As you may remember, to make a prediction for an input $x$, we find the K closest points in the training data and take their average, that is

$$ f(x)=\frac{1}{K}\sum_{n\in \mathrm{Neigh}_{K}(x)}{y^{(n)}}, $$

where $\mathrm{Neigh}_{k}(x)$ are the nearest neighbors of the input point $x$.

Usually, we use a distance function to calculate the nearest neighbors of the new input. We can use Euclidean distance, but there are other distance functions too.

2. K-NN - Example 1

Imagine we have a set of data points, with a one-dimensional input, plotted on the x-axis, and a one-dimensional output plotted on the y-axis.

Below, we show some datapoints, along with the prediction function $f(x)$ for various values of $K$. The input values are plotted as dots, the output value is the regression line in black.

https://s3-us-west-2.amazonaws.com/secure.notion-static.com/da968d3a-a3a9-4bea-8af6-20113658bd95/knn_1d.svg

Now ask yourself, what value of $K$ do you think would generalize the best to new data? After conducting a breakout room discussion where students discussed among themselves what the ideal value of K would be and how to pick one, we did a poll to find the student consensus on its value. Most students agreed that a value of $11$ or $12$ would perform well on the test data.

Here are the actual results for test error, plotted against the different values of K.

https://s3-us-west-2.amazonaws.com/secure.notion-static.com/9d0dd3e5-4f7e-41b9-908d-4c1135898ef7/knn_test_err.svg

We see that only a $K=5$ is gives the best generalization performance. We can see from the above figures that the curve with $K=5$ looks rather ragged. This shows you that it's not easy to guess what will generalize best.

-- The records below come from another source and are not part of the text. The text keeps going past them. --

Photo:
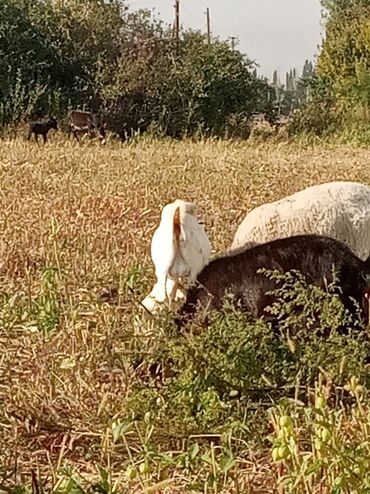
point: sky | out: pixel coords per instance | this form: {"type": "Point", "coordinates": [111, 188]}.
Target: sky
{"type": "Point", "coordinates": [278, 34]}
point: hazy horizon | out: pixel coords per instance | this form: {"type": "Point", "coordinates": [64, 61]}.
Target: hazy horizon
{"type": "Point", "coordinates": [279, 35]}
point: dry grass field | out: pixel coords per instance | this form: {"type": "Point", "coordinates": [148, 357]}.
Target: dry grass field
{"type": "Point", "coordinates": [76, 223]}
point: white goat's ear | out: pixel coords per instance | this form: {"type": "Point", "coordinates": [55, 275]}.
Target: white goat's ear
{"type": "Point", "coordinates": [177, 224]}
{"type": "Point", "coordinates": [191, 208]}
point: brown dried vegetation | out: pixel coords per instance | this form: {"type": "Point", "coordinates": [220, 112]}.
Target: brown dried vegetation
{"type": "Point", "coordinates": [89, 212]}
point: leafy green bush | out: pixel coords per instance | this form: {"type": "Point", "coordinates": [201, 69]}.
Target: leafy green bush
{"type": "Point", "coordinates": [221, 375]}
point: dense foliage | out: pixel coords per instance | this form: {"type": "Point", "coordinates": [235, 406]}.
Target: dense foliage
{"type": "Point", "coordinates": [91, 54]}
{"type": "Point", "coordinates": [341, 84]}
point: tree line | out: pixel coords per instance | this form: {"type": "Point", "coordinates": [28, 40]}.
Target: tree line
{"type": "Point", "coordinates": [340, 84]}
{"type": "Point", "coordinates": [56, 55]}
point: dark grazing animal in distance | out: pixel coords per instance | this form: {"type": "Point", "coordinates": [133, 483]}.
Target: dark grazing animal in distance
{"type": "Point", "coordinates": [41, 128]}
{"type": "Point", "coordinates": [314, 256]}
{"type": "Point", "coordinates": [86, 122]}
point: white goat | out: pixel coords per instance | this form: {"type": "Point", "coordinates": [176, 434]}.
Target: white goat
{"type": "Point", "coordinates": [340, 210]}
{"type": "Point", "coordinates": [180, 249]}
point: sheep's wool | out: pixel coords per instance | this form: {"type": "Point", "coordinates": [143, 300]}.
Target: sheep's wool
{"type": "Point", "coordinates": [340, 210]}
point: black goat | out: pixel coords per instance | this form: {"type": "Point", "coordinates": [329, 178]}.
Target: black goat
{"type": "Point", "coordinates": [314, 256]}
{"type": "Point", "coordinates": [41, 128]}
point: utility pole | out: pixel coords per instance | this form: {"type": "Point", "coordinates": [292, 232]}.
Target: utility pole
{"type": "Point", "coordinates": [177, 18]}
{"type": "Point", "coordinates": [208, 26]}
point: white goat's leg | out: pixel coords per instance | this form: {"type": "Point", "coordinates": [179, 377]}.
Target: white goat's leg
{"type": "Point", "coordinates": [171, 289]}
{"type": "Point", "coordinates": [157, 296]}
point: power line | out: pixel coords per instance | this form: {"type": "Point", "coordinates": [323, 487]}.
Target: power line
{"type": "Point", "coordinates": [177, 18]}
{"type": "Point", "coordinates": [208, 26]}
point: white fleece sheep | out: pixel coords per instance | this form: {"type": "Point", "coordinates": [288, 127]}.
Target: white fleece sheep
{"type": "Point", "coordinates": [340, 210]}
{"type": "Point", "coordinates": [180, 249]}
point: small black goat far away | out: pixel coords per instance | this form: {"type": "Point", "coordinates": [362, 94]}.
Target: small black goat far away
{"type": "Point", "coordinates": [41, 128]}
{"type": "Point", "coordinates": [315, 256]}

By the way, we do have pretty good techniques to find a good value of $K$ automatically. The simplest version is to just hold out a part of the data to see which value performs best. We'll talk about this in a few lectures.

Another issue worth pondering is whether we increase the training data, whether the optimal value of $K$ will change. Generally, the optimal $K$ will tend to get larger as we have more training data. Intuitively, when the number of data is small, the neighbors can be far away, so K-NN is "smoothing" over very large regions, which tends to cause underfitting. With more and more datapoints, the neighbors for any given value of $K$ tend to be closer. So it typically becomes beneficial to increase $K$ to better combat overfitting.

Another issue is what happens as the dimensionality of the data increases. The answer is that the performance of K-NN typically degrades as the number of dimensions increases, due the curse of dimensionality that we saw before. This means that as the dimension increases, more and more data tend to be necessary to get good predictions.